2021-09-29 13:57:21,748 [INFO] root: Registry: ['nvcr.io']
2021-09-29 13:57:21,832 [WARNING] tlt.components.docker_handler.docker_handler: 
Docker will run the commands as root. If you would like to retain your
local host permissions, please add the "user":"UID:GID" in the
DockerOptions portion of the "/home/ubuntu/.tao_mounts.json" file. You can obtain your
users UID and GID by using the "id -u" and "id -g" commands on the
terminal.
Using TensorFlow backend.
Using TensorFlow backend.
WARNING:tensorflow:Deprecation warnings have been disabled.
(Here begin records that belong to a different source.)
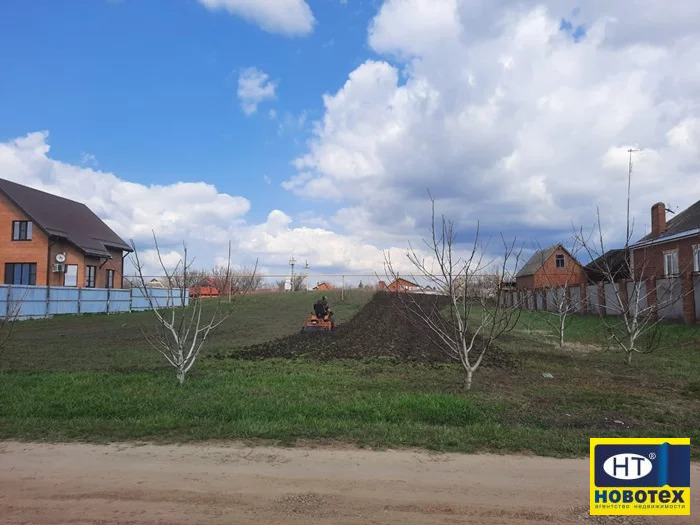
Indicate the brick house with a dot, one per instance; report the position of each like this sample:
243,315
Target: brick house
549,268
671,250
56,241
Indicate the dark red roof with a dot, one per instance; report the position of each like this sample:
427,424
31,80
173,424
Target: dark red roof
64,218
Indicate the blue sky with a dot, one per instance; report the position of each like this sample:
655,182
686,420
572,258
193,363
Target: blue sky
149,88
517,115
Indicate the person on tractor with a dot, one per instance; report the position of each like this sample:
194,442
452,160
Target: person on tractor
321,308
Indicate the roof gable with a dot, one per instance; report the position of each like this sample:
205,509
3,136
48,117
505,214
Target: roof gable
64,218
687,220
540,257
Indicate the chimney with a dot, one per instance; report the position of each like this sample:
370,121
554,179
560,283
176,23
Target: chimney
658,219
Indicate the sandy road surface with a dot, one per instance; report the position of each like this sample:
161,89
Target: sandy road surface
129,484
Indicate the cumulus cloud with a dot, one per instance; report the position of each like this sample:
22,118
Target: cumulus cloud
287,17
196,213
510,118
254,87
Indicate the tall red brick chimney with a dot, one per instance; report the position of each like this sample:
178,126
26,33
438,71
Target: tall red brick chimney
658,219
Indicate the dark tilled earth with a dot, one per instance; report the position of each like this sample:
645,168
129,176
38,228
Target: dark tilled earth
383,328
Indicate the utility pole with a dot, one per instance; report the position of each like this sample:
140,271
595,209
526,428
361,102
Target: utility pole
292,262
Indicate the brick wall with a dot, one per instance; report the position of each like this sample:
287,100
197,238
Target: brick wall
34,251
42,251
649,260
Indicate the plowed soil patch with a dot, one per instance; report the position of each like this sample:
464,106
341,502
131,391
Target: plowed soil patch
383,328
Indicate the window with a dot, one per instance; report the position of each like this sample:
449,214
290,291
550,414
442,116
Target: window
20,273
90,272
110,279
21,230
670,263
71,277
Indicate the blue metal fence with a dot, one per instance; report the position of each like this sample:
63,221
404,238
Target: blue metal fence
36,302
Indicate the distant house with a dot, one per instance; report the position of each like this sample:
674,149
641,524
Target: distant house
549,268
204,288
672,248
612,262
157,282
56,241
402,285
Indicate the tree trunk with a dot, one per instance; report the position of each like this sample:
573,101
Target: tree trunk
468,384
561,335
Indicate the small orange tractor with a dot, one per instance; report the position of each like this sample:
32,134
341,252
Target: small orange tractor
319,321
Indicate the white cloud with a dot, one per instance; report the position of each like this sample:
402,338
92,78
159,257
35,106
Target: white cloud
509,119
287,17
254,87
196,213
88,159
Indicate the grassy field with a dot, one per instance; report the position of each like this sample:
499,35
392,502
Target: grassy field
94,379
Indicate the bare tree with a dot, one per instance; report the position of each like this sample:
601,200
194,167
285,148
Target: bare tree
476,313
11,315
182,325
559,284
298,282
634,327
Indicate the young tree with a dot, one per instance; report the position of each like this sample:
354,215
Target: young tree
634,329
10,316
476,313
182,326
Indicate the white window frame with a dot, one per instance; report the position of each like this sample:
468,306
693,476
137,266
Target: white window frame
667,272
70,279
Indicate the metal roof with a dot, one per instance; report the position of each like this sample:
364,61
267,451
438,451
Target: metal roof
685,223
64,218
537,261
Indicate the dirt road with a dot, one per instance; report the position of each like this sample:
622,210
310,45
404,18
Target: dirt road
130,484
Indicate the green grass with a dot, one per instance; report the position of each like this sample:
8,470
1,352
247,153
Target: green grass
94,379
116,342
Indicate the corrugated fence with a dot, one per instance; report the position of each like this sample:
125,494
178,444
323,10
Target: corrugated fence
36,302
673,298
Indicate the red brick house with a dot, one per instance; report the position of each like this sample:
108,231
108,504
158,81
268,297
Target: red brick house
671,250
56,241
402,285
550,268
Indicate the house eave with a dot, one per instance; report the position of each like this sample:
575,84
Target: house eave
668,238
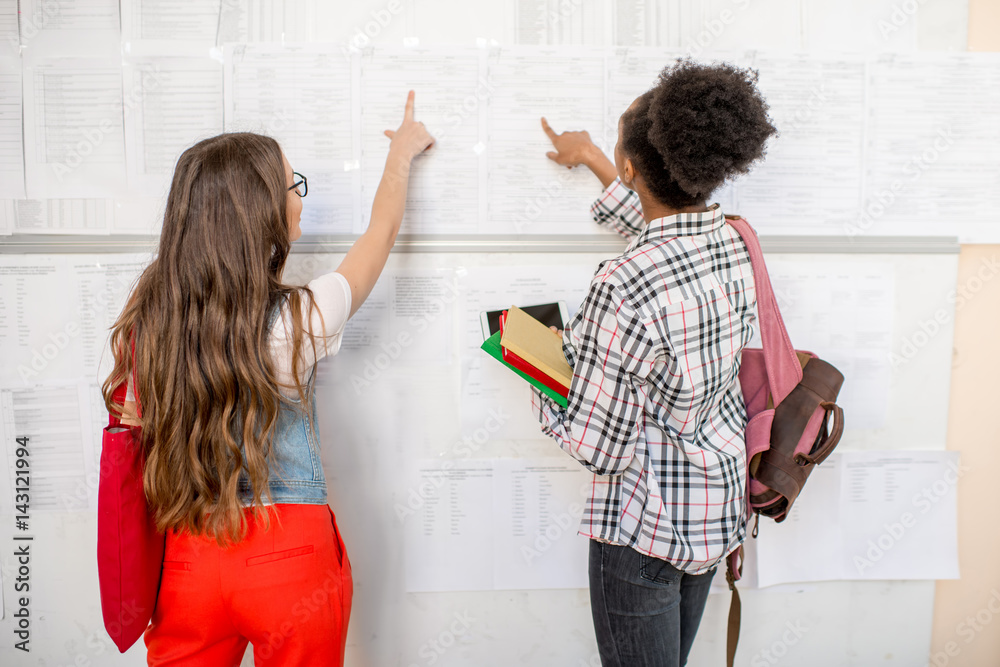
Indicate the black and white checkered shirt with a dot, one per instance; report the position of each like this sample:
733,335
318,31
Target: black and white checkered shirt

Set TF_ENABLE_DEPRECATION_WARNINGS=1 to re-enable them.
2021-09-29 13:57:46,072 [INFO] iva.common.export.keras_exporter: Using input nodes: ['Input']
2021-09-29 13:57:46,072 [INFO] iva.common.export.keras_exporter: Using output nodes: ['BatchedNMS']
2021-09-29 14:14:20,777 [DEBUG] modulus.export._uff: Patching keras BatchNormalization...
2021-09-29 14:14:20,778 [DEBUG] modulus.export._uff: Patching keras Dropout...
2021-09-29 14:14:20,779 [DEBUG] modulus.export._uff: Patching UFF TensorFlow converter apply_fused_padding...
2021-09-29 14:14:26,762 [DEBUG] modulus.export._uff: Unpatching keras BatchNormalization layer...
2021-09-29 14:14:26,763 [DEBUG] modulus.export._uff: Unpatching keras Dropout layer...
The ONNX operator number change on the optimization: 771 -> 363
2021-09-29 14:15:07,105 [INFO] keras2onnx: The ONNX operator number change on the optimization: 771 -> 363
2021-09-29 14:15:07,122 [DEBUG] modulus.export._onnx: Model converted to ONNX, checking model validity with onnx.checker.
2021-09-29 14:15:10,003 [DEBUG] iva.common.export.base_exporter: Data file doesn't exist. Pulling input dimensions from the network.
2021-09-29 14:15:10,003 [DEBUG] iva.common.export.keras_exporter: Input dims: (3, 416, 416)
Tensors in scale dictionary but not in network: {'yolo_spp_pool_1/MaxPool:0', 'b4_final_trans/convolution:0', 'yolo_spp_pool_3/MaxPool:0', 'yolo_spp_pool_2/MaxPool:0', 'b3_final_trans/convolution:0'}
2021-09-29 14:20:12,660 [INFO] tlt.components.docker_handler.docker_handler: Stopping container.

@Morganh I am going to follow the same steps as you and check the results I get with KITTI dataset. can you please let me know

  • is there a download option of KITTI dataset train/valid/test partitions you used in the experiment without having to download complete dataset from here?(The KITTI Vision Benchmark Suite) , and how you have partitioned your data (train, valid, test)

  • can you please share the spec file you used during training and evaluation.

  • training command you used (to verify mine)

thanks.

Please dowload the notebook according to TAO Toolkit Quick Start Guide — TAO Toolkit 3.0 documentation and follow the part of steps to split the dataset.
187790_spec.txt (2.5 KB)
Training command: yolo_v4 train -e 187790_spec.txt -r result_cspdarknet53 -k nvidia_tlt

This topic was automatically closed 14 days after the last reply. New replies are no longer allowed.